Abbreviation: IQR interquartile range

Mortality

A total of 197 (83.5%) patients died during the median follow-up of 26.8 months. PC was listed as the cause of death in 186 patients (94.4%). Other causes of death included intracranial hemorrhage in 2 patients (1.0%), heart disease in 2 (1.0%), stroke in 2 (1.0%), lung cancer in 1 (0.5%), Alzheimer’s disease in 1 (0.5%), pneumonia in 1 (0.5%), suicide in 1 (0.5%) and undetermined in 1 patient (0.5%). The median overall survival estimate was 26.8 months (95% CI 22.6–31.1) and DSS was 27.4 months (95% CI 23.4–31.3).

Discussion

In this study, we evaluated the association between histological CP findings and chronic inflammation in surgical PDAC specimens on DSS. Our results suggest that patients with no fibrosis, atrophy or chronic inflammation found during histopathological analysis exhibit a significantly better DSS than patients with fibrosis, atrophy and chronic inflammation (41.8 months vs. 20.6 months; Fig. 2B). Furthermore, the more profound the severity of fibrosis, atrophy and chronic inflammation, the worse the impact on DSS. In addition, Ca 19–9 > 37 kU/l, lymph node metastases N1–2, tumor size > 30 mm and the combined effect of fibrosis, acinar atrophy and chronic inflammation all served as unfavorable prognostic factors for DSS. However, we observed no significant associations between tumor size and the degree of fibrosis, acinar atrophy or chronic inflammation. Moreover, the tumor grade did not associate with the degree of fibrosis.

Previous studies indicated an ability of pancreatic cancer cells to recruit stromal cells to produce a growth-favorable environment by promoting tumor proliferation, invasion, metastasis and chemoresistance [22, 23]. However, the relationship and the molecular mechanisms between stroma and pancreatic cancer cells remains incompletely understood [24]. In this study, we assessed the role and characteristics of pancreatic stroma on survival among patients with resectable PDAC. The subgroup analyses in our study suggest that patients with no fibrosis found during histopathological analysis enjoy a significantly better DSS than patients with perilobular and intralobular fibrosis (41.8 months vs. 23.9 months; Fig. 2A). In current clinical practice, patients with resected pancreatic cancer receive adjuvant treatment [2, 25]. However, among our study population we found no association between adjuvant treatment and DSS (HR 1.01, 95% CI 0.98–1.05). A retrospective cohort study among 66 PDAC patients undergoing pancreaticoduodenectomy treated with adjuvant therapy utilized a computer-aided method to assess the density and activity of the stroma [26]. In that study, a high stromal density in resected PDAC patients associated with longer disease-free and overall survival. Similarly, a study among two cohorts of 400 patients with sporadic PDAC examined the tumor–stroma ratio using digitalized whole-mount slide images, observing that intratumoral necrosis and R1 independently associated with a low stromal component in the developing cohort (207 patients) [27]. Conversely, in a study by Bolm et al. [28], the stroma density was not associated with tumor progression or OS. In our study, we identified a synergy between perilobular and intralobular fibrosis, acinar atrophy and chronic inflammation indicative of a worse survival (Fig. 1). Among patients with one or two pathological characteristics (perilobular and intralobular fibrosis, acinar atrophy or chronic inflammation) found during histopathological analysis, DSS was significantly better than among patients with three or four pathological characteristics (35.5 months vs. 22.9 months; Fig. 1).

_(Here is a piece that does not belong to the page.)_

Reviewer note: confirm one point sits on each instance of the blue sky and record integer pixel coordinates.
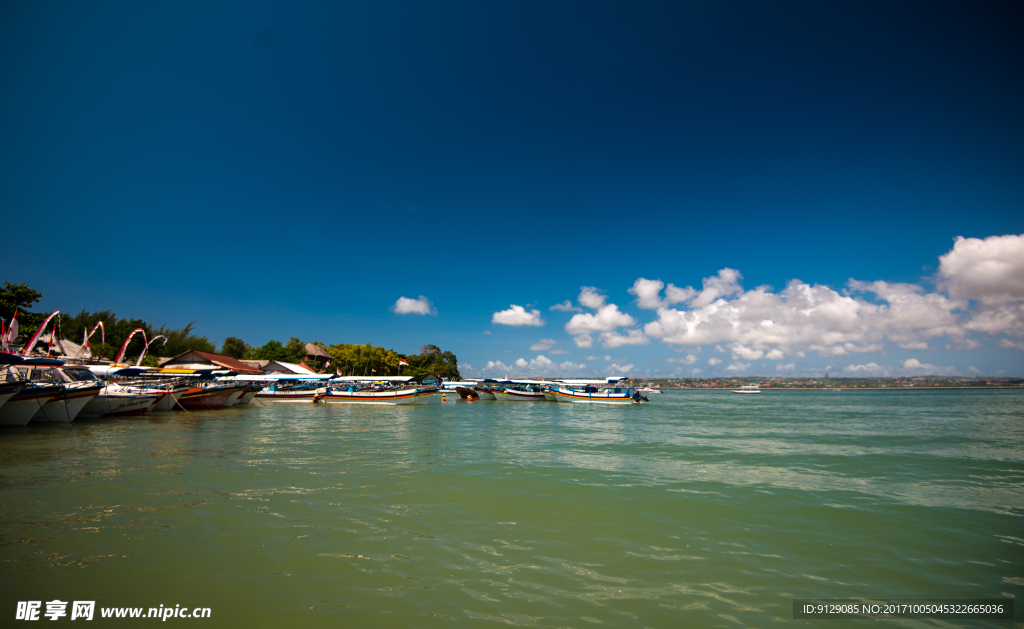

Currently, evidence indicates that systemic and intrapancreatic inflammation plays a major role in the development and progression of PC [29]. A prolonged inflammatory response can result from CP, alcohol consumption, DM, hereditary pancreatitis, obesity and cigarette smoking [29, 30]. Among our study population, chronic inflammation was apparent in the surgical PDAC specimen from 152 patients (64.4%; Table 2). Previous reports demonstrated that > 90% of patients with PDAC have mutations in the KRAS gene; thus, as shown in mouse models, activation of the oncogenic KRAS necessitates chronic inflammation [15, 31, 32]. In our study, patients with mild (p = 0.010) or moderate (p = 0.002) chronic inflammation found during histopathological analysis exhibited a worse DSS than patients with no chronic inflammation. This observation may indicate the important role of inflammation in PDAC progression.

In addition, the presence of a systemic inflammatory response syndrome in cancer patients predicts a poor outcome [33, 34]. Moreover, the study by Knoop et al. [35] demonstrated in mouse models that significantly improving OS with gemcitabine was abolished by CP and a systemic inflammatory response syndrome. Similarly, a prospective cohort study among 61,597 healthy subjects with an 18-year follow-up period found evidence of a positive association between serum haptoglobin, CRP and leukocytes and the risk of developing PC [36]. Here, we demonstrated that patients with CRP > 5 mg/l (p = 0.004) and Hs-CRP > 3 mg/l (p = 0.009) experienced a worse DSS (Table 3). However, no association emerged between the CRP levels and perilobular fibrosis, intralobular fibrosis, acinar atrophy or chronic inflammation (Table 4). Yet, we found a statistically significant association between CEA and the degree of perilobular fibrosis (p = 0.002), intralobular fibrosis (p = 0.002), acinar atrophy (p = 0.002) and chronic inflammation (p = 0.004; Table 4). Additionally, we observed a similar association between albumin and perilobular fibrosis (p = 0.027), acinar atrophy (p = 0.009) and chronic inflammation (p = 0.007). However, in a multivariate analysis, a high CEA value did not significantly associate with DSS (p = 0.285). This result differs markedly from previous studies that observed a worse prognosis in PDAC patients with high preoperative CEA values [37, 38]. We argue that a high CEA value indicates a worse DSS and associates with the degree of fibrosis, acinar atrophy and chronic inflammation.

Previous studies indicated that PC causes pancreatitis through tumor-related duct obstruction [39-41]. Hence, the tumor-associated ductal obstruction could also induce severe fibrosis and acinar atrophy. In contrast, we found no association between a tumor size > 30 mm and any of the following: moderate and severe perilobular fibrosis (p = 0.655), moderate and severe intralobular fibrosis (p = 0.587), moderate and severe acinar atrophy (p = 0.584) or moderate and severe chronic inflammation (p = 0.453). A cohort study among 12,522 Danish patients and 37,552 US patients with PC revealed that patients with AP diagnosed 90 days before a PC diagnosis exhibited a lower tumor stage, higher resection frequencies and better survival [41]. In our study, however, only 10 patients (4.2%) had a history of AP.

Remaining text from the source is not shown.